Michael Ignatieff s'est montré ouvert, hier, à la proposition d'une «franchise santé» contenue dans le budget du gouvernement Charest. «Nous croyons, et c'est une question de détail, que les propositions de Québec sont conformes à la loi nationale sur la santé», a déclaré le leader libéral. Mais la conformité de cette mesure à la loi fédérale soulève quand même des doutes chez les experts.

Il s'agit d'une prise de position importante venant du chef du parti qui a adopté l'actuelle Loi canadienne sur la santé alors qu'il formait le gouvernement, en 1984. L'un des objectifs principaux de cette loi était précisément d'empêcher les provinces de facturer des frais supplémentaires ou des frais modérateurs aux usagers. Depuis, les libéraux ont toujours défendu bec et ongles le principe d'accessibilité qui y est contenu, comme ils l'avaient fait avec l'Alberta il y a quelques années.

 

Dans son budget présenté mardi, Québec a annoncé qu'il étudierait la possibilité d'instaurer une «franchise santé», calculée en fonction du nombre de visites médicales faites pendant l'année. Elle n'est pas à confondre avec la «contribution santé», qui imposera aux particuliers des frais fixes de 25$ dès le calcul de leurs impôts 2010 - jusqu'à 200$ en 2012.

Dans les faits, la question de savoir si cette franchise santé sera conforme ou non à la Loi canadienne sur la santé demeure toutefois sans réponse. D'abord, cette franchise n'est qu'au stade de l'étude, a insisté le premier ministre québécois, Jean Charest. Puis, le gouvernement Harper a refusé de prendre position, hier.

«La Loi canadienne sur la santé demeure la règle, a simplement indiqué une porte-parole de la ministre fédérale de la Santé, Leona Aglukkaq. Nous nous attendons à ce que les provinces et les territoires respectent cette loi.»

L'importance des détails

Selon Marie-Claude Prémont, professeure de droit de la santé de l'École nationale d'administration publique, la «contribution santé» n'aura pas trop de difficulté à passer le test de la loi fédérale, la formule étant déjà en place dans certaines provinces, dont l'Ontario. Mais pour la franchise santé, c'est une autre histoire.
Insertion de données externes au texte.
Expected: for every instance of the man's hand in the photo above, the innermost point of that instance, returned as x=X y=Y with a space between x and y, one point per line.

André-Pierre Contan-driopoulos, du département d'administration de la santé à l'Université de Montréal, est du même avis. «Il s'agit là de quelque chose qui est nettement contraire à l'esprit de la Loi canadienne sur la santé, qui dit de façon tout à fait explicite que toutes les mesures financières qui pourraient avoir comme effet de limiter l'accès de certains à des services de santé est contraire aux conditions nécessaires pour que le fédéral fasse des paiements de transferts prévus aux provinces», a expliqué le professeur.

À Québec, on dit miser sur la distinction entre «modérateur» et «orienteur» pour rester conforme aux lois en vigueur. «Mais c'est à vérifier, à confirmer», a convenu le porte-parole du ministère des Finances, Jacques Delorme.

Les libéraux provinciaux pourraient néanmoins s'être trouvé de nouveaux partenaires chez les libéraux fédéraux.

«Les gens ont besoin d'un système de santé bien fondé, bien financé, d'un côté. Et de l'autre côté, on doit garantir que chaque mesure fiscale n'exclue personne», a déclaré Michael Ignatieff, hier.

«Ça, c'est le travail d'un bon gouvernement provincial. Nous sommes prêts à travailler avec le gouvernement Charest. D'ailleurs, j'ai abordé ce thème avec M. Charest il n'y a pas si longtemps.»